Philippe Mombellet – Oui, tout au moins dans ces années-là. Les architectes découvraient les ressources de l’éclairage pour mettre en scène l’intérieur d’un musée, d’une boutique, d’une villa. En jouant sur les ombres, les contrastes, on quittait l’univers des grandes illuminations, des éclairages tapageurs. Nous disposions d’outils lumière, à nous de les positionner au bon endroit, de les régler de la bonne manière : pour moi, c’est la base de l’éclairage architectural. L’agence s’est mise à développer des projecteurs à leds (c’étaient les débuts) avec des lentilles adaptées. Il fallait tout réinventer : les rendus étant très différents de ce à quoi nous étions habitués. Nous poursuivons cette activité encore aujourd’hui avec des ingénieurs qui apportent leurs compétences et leur pertinence pour concevoir des nouveaux outils. C’est en 2008, pour les 10 ans de Ponctuelle que le vrai tournant s’est opéré. À cette époque, nous avons commencé à nous diversifier, à mettre en lumière des boutiques de luxe, des musées, des bureaux, etc. Auparavant, je m’étais engagé dans l’enseignement, notamment dans le cadre du DMA (diplôme des métiers d’art) à Nantes et j’avais fait l’expérience de la transmission, à la fois auprès des étudiants mais aussi au sein de Ponctuelle qui s’agrandissait, tant en nombre de collaborateurs qu’en surface de bureaux.
Nous avons encore élargi notre domaine d’activité en intervenant dans le secteur de l’industrie, des gares, un salon d’attente à Roissy… Les architectes nous faisaient confiance et nous proposaient des projets qui sortaient de notre zone de confort. Comme c’est difficile d’expliquer la lumière, pour faire comprendre notre approche, nous montrons ce que nous faisons et ensuite, nous échangeons sur nos intentions. On se nourrit aussi beaucoup des idées des uns et des autres au sein de l’agence. 25 ans après sa création, Ponctuelle compte 15 collaborateurs qui partagent la même passion, même s’ils sont de formations différentes. La période Covid a renforcé notre réflexion dans la recherche et le développement de produits (nous avons créé récemment des petits projecteurs pour les musées), ce qui nous permet, plus que jamais, de nous enrichir de l’expertise des uns et des autres. Aujourd’hui, deux personnes se concentrent sur le design de nouveaux produits, durables, réparables, en utilisant des matériaux recyclés et recyclables avec pour objectif de disposer d’outils performants qui nous aident à améliorer la lumière dans les espaces. Et si la technologie est omniprésente, on doit trouver le moyen de faire vibrer la lumière sans oublier l’essentiel !

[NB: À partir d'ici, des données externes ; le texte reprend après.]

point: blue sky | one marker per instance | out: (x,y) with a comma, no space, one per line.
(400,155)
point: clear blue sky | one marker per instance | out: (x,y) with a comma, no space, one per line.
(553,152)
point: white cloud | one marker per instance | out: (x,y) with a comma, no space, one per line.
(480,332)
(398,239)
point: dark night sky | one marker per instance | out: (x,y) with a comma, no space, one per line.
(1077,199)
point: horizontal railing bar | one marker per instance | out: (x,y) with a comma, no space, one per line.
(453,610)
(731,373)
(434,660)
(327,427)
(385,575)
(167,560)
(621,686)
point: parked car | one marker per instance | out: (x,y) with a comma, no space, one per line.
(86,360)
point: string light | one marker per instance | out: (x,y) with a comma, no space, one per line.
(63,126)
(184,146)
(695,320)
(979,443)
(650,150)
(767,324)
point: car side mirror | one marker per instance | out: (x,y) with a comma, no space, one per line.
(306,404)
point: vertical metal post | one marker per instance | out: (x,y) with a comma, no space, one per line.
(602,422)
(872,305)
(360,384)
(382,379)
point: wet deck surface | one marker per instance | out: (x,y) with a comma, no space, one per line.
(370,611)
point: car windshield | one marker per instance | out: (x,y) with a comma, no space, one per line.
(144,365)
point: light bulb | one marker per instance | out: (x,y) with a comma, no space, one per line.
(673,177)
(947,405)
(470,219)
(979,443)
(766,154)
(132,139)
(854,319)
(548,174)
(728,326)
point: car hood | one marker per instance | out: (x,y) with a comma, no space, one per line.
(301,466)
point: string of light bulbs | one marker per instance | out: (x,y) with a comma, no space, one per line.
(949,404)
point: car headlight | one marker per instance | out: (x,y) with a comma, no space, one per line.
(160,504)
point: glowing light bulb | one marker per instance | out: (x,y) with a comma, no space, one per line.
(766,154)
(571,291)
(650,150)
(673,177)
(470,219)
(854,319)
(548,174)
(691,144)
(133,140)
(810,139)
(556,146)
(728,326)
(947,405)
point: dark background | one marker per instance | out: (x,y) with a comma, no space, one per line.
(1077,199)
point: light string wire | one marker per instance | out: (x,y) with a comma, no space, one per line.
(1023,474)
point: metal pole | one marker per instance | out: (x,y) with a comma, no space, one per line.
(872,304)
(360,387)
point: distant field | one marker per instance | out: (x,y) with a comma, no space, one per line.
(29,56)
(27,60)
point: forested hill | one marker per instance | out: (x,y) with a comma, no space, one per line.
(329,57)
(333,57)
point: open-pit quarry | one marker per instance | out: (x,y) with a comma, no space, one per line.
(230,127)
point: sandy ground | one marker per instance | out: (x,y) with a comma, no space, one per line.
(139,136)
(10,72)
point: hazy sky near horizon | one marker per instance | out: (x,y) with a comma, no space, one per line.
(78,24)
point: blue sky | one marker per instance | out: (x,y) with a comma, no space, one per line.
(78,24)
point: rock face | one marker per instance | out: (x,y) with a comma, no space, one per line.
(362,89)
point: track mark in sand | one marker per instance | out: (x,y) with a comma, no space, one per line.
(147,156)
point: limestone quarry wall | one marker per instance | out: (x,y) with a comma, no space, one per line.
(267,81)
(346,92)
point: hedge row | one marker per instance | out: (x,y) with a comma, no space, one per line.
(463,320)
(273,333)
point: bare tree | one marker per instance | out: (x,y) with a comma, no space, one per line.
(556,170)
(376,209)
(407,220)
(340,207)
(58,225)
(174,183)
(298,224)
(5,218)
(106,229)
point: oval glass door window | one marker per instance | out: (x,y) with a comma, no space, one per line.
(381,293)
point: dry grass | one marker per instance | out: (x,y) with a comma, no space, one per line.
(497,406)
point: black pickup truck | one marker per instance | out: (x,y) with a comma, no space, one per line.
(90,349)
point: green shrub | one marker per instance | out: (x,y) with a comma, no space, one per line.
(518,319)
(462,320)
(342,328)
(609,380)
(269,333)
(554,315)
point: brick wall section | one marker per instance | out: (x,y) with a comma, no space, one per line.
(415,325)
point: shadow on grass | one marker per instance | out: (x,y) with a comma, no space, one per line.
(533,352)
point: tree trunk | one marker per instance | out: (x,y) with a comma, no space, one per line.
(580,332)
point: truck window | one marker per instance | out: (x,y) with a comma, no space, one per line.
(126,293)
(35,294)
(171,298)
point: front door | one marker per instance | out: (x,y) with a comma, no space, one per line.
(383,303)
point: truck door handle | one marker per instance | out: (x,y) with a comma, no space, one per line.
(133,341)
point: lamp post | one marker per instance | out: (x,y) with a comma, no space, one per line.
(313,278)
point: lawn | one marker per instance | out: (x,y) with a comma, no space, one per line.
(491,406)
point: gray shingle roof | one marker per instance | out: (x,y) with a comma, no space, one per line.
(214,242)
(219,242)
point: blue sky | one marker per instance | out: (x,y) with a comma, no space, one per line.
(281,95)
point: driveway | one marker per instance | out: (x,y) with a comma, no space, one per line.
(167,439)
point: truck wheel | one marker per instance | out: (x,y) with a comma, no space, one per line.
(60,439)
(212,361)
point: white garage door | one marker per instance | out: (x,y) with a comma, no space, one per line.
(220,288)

Et pour vous, qu’est-ce que c’est, l’essentiel ?
Philippe Mombellet – Par exemple, c’est d’instaurer le dialogue, entre nous à l’agence, avec les architectes, les designers, les scénographies. Pour la rendre magique, on doit travailler la lumière, la faire vivre, en douceur, discrètement. Je pense que notre rôle est de faire ressentir la lumière, plus que de la donner à voir. Au théâtre, généralement on cache les sources au spectateur et on l’emmène vers un coucher de soleil, un lever du jour. Dans l’architecture, c’est un peu la même chose, on partage la lumière avec d’autres, on ne travaille pas seul, on est dans l’écoute. Je pense que l’agence renvoie cette image. Et l’amoureux de la lumière que je suis espère avoir transmis cet « essentiel » à l’équipe et qu’il perdurera dans la suite des aventures de Ponctuelle.